「だったらなんだというのです? 私は単に信心深いというだけですよ」

「本当にそうだったらどんなによかったか。少しは神様も味方してくれたかもしれませんね」


 ヴァーリックがため息をつく。彼はもう一枚書類をテーブルに置き、まじまじと辺境伯を見つめた。


「あなたが雇った暗殺者についてはすでにこちらで捕らえている。依頼主があなただという話も聞いた。言ったでしょう? 証拠はすでに押さえてある、と」


 辺境伯がぐぬぬと歯を食いしばる。


【くそっ! くそっ! 無能な神官どもめ! あいつらさえ……あいつらさえもっと上手くやっていたら……! そうすればこの国は私のものになっていたかもしれないのに】

「それは無理だよ」


 ヴァーリックはそう言って彼の補佐官――オティリエの隣に立つ。


「だって僕にはオティリエがいるからね」


 自慢げな笑顔。
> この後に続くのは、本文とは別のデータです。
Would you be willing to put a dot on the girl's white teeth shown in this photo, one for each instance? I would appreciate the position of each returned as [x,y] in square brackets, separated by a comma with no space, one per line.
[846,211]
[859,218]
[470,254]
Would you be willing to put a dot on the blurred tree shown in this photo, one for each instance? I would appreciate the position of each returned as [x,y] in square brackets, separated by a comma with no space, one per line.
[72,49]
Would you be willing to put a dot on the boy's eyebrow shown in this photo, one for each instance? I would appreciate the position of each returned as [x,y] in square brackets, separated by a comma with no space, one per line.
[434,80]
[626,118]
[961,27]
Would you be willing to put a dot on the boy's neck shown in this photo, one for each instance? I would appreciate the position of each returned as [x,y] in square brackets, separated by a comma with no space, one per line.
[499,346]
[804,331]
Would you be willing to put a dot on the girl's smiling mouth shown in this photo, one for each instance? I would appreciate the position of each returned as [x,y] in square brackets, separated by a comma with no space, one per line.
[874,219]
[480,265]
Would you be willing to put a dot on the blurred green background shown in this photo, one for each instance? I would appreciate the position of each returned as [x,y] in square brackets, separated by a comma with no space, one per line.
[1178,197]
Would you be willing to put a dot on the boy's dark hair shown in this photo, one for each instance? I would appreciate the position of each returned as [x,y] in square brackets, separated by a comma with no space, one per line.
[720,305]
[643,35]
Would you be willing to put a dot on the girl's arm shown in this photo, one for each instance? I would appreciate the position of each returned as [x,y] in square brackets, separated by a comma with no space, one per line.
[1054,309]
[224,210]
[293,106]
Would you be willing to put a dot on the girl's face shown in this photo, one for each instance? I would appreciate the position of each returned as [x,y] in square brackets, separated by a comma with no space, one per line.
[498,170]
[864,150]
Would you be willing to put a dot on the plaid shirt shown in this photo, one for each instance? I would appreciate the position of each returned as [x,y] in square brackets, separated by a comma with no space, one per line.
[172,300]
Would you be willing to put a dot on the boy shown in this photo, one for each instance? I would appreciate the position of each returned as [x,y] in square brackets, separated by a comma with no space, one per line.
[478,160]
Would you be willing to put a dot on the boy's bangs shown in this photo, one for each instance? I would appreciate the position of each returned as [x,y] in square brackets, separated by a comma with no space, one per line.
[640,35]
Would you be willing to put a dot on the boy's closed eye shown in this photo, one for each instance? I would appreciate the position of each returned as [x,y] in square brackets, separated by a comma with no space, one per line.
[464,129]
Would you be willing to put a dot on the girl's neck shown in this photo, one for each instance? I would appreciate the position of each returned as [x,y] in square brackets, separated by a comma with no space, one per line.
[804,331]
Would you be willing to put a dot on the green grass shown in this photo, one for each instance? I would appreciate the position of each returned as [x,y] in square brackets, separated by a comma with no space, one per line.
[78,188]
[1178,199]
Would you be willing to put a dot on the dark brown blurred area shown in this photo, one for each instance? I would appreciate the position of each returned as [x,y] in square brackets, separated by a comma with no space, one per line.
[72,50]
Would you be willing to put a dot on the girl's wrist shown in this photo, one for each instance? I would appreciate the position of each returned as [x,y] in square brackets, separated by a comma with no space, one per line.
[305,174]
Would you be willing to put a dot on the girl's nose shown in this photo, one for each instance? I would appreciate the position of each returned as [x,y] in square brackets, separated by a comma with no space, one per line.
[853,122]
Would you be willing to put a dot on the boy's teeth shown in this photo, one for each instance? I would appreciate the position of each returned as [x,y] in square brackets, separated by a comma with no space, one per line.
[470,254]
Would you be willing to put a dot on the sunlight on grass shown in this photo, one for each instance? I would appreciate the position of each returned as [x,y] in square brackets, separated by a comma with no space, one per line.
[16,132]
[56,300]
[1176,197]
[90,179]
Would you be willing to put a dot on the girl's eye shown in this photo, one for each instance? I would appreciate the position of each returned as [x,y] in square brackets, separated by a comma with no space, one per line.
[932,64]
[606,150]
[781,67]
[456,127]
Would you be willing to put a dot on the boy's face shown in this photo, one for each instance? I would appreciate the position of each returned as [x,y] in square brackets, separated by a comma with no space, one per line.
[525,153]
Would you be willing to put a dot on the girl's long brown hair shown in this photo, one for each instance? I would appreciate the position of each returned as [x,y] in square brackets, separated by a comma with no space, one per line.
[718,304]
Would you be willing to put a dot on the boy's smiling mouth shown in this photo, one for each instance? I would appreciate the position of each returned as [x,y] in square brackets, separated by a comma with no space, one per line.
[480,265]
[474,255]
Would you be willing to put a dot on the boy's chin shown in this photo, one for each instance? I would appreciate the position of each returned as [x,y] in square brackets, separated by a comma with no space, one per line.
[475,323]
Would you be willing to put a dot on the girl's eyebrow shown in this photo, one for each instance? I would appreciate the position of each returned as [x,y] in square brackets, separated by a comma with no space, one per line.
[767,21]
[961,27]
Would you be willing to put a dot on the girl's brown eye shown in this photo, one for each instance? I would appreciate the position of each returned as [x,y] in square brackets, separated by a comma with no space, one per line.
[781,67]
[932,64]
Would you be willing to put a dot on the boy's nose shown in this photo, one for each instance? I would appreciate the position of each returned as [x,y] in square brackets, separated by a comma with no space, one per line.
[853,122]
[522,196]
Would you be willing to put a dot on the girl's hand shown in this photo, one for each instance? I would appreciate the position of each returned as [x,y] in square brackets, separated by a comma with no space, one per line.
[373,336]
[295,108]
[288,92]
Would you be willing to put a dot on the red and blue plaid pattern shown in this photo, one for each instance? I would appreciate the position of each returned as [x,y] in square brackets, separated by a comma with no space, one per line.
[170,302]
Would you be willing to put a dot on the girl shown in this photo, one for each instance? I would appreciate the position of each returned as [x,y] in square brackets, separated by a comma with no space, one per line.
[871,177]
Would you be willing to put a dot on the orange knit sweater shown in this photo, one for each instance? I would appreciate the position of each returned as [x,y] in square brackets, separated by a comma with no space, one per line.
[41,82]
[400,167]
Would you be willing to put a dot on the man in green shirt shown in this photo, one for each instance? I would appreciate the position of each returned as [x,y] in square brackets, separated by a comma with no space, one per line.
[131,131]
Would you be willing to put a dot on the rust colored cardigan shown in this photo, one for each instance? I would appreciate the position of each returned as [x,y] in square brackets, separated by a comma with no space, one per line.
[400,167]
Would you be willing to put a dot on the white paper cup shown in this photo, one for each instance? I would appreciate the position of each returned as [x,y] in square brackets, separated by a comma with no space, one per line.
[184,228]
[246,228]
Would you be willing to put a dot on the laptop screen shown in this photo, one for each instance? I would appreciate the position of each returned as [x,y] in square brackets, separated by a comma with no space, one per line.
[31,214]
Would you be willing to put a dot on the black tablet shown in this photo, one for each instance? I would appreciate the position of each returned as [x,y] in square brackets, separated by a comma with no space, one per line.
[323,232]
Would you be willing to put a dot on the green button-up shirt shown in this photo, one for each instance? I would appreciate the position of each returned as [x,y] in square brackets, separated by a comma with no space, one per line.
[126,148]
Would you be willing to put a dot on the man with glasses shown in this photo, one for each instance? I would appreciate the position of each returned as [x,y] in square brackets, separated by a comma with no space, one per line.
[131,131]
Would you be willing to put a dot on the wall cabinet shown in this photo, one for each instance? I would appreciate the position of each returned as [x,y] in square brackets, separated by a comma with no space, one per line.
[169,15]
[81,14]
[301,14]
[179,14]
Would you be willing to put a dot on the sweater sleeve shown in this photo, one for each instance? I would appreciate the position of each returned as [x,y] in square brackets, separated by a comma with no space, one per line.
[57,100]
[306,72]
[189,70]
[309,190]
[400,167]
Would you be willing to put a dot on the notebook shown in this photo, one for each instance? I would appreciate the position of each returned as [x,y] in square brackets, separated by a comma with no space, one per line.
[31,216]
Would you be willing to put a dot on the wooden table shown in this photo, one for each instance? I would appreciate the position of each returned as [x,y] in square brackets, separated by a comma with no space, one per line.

どうしてそんな表情を浮かべるのか、どうして彼女がいれば企みが上手くいかないというのか、辺境伯にはちっとも意味がわからない。


 けれど、ひとつだけたしかなことがある。


【私の企みはあえなく終わってしまったのだな】


 辺境伯はがっくりと床に膝をつき、天を仰ぐのだった。